Videosurveillance en moyen de preuve : le CSE doit avoir été consulté

Dans un arrêt du 10 novembre 2021 publié, la Cour de cassation rappelle que l'information des salariés et la consultation du CSE sont un prérequis à l'utilisation d'un dispositif de vidéosurveillance comme moyen de preuve d'un licenciement. Mais elle précise aussi qu'une preuve illicite n'est pas forcément irrecevable. (Cass. soc., 10 nov. 2021, n° 20-12.263)
Dans cette affaire, une caissière était employée dans une pharmacie (à Mayotte) pourvue de différentes caméras de vidéosurveillance (5 au total réparties dans l'espace recevant du public, dans la réserve et dans les bureaux), destinées à la protection et la sécurité des biens et des personnes dans les locaux. Grâce à ces caméras, son employeur constatait plusieurs fautes commises par la salariée : saisie d'une quantité de produits inférieure à ceux réellement vendus, vente de produits à des prix inférieurs au prix de vente, absence d'enregistrement de vente de produits délivrés au client.
Fort de ce constat, l'employeur licenciait la salariée pour faute grave.

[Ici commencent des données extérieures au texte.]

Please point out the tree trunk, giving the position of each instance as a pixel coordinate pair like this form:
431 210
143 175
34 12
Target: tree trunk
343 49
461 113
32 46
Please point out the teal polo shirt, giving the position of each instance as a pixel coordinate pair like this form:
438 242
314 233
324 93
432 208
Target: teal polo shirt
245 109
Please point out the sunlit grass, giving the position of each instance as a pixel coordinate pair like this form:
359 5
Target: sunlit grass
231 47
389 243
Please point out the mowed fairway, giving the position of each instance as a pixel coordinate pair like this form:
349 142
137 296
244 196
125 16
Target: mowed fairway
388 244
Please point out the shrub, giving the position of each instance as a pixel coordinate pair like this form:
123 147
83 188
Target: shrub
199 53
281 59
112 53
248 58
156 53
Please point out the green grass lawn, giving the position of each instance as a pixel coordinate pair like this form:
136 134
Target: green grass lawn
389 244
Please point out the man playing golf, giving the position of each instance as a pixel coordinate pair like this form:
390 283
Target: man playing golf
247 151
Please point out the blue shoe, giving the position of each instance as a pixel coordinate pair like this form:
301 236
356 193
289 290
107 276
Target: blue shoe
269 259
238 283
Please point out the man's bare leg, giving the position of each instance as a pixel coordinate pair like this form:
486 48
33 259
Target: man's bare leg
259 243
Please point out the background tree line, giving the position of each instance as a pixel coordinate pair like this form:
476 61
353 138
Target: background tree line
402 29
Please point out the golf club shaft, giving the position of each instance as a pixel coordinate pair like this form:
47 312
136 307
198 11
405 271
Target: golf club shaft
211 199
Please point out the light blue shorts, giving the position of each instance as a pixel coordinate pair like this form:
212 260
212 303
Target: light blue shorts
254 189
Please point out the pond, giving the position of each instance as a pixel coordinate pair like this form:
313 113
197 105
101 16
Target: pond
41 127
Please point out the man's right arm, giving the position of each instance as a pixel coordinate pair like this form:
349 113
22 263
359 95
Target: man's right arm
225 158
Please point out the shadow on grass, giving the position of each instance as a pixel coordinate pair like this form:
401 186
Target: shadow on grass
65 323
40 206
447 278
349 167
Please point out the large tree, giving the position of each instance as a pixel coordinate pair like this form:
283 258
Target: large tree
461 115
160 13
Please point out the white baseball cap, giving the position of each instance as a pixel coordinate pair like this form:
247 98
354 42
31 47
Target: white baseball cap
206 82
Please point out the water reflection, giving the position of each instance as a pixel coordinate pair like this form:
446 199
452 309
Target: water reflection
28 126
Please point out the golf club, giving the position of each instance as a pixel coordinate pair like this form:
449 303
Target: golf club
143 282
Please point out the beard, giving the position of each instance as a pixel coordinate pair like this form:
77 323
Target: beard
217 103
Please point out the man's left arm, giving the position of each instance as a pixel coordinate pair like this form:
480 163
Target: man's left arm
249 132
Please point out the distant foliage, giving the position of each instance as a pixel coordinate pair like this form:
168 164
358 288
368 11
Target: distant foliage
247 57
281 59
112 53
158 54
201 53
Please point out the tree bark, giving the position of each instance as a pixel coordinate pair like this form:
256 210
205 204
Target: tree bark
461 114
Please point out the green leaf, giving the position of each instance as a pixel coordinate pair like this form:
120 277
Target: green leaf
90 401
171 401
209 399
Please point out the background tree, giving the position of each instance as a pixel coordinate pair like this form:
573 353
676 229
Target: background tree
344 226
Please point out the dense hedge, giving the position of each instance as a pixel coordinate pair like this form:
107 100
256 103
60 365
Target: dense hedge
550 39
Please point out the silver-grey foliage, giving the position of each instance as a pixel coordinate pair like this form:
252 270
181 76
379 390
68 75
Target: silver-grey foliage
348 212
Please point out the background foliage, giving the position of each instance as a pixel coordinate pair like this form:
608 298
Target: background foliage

Cette dernière conteste son licenciement en justice au motif que la vidéosurveillance constituait un mode de preuve illicite. Selon elle, l'employeur n'avait pas consulté préalablement les représentants du personnel (le comité d'entreprise à l'époque des faits) et n'avait pas rempli son obligation d'information préalable envers les salariés.
Il est vrai que l'employeur avait informé expressément ses salariés de l'existence d'un système de vidéosurveillance par note de service diffusée ultérieurement à cette mise en place, cette note de service ne contenant pas tous les éléments devant figurer dans l'information à fournir aux salariés. Manifestement, il n'avait pas non plus consulté préalablement son comité d'entreprise.
Les juges du fond rejettent sa demande. La salariée se pourvoit en cassation. 
En l'absence d'information et de consultation préalables du CSE et des des salariés, la preuve est illicite...
Dans le droit fil de sa jurisprudence (Cass. soc., 20 nov. 1991, n° 88-43.120 ; Cass. soc., 7 juin 2006 , n° 04-43.866 ; Cass. soc., 10 janv. 2012, n° 10-23.482), la Cour de cassation rappelle que dès lors qu'un système de vidéosurveillance destiné à la protection et la sécurité des biens et des personnes dans les locaux de l'entreprise permet aussi de contrôler et de surveiller l’activité des salariés et peut être potentiellement utilisé par l’employeur pour recueillir et exploiter des informations concernant personnellement un salarié aux fins de le licencier, l'employeur doit informer les salariés et consulter le CSE sur la mise en place et l'utilisation de ce dispositif à cette fin.
A défaut, le moyen de preuve tiré des enregistrements du salarié est illicite.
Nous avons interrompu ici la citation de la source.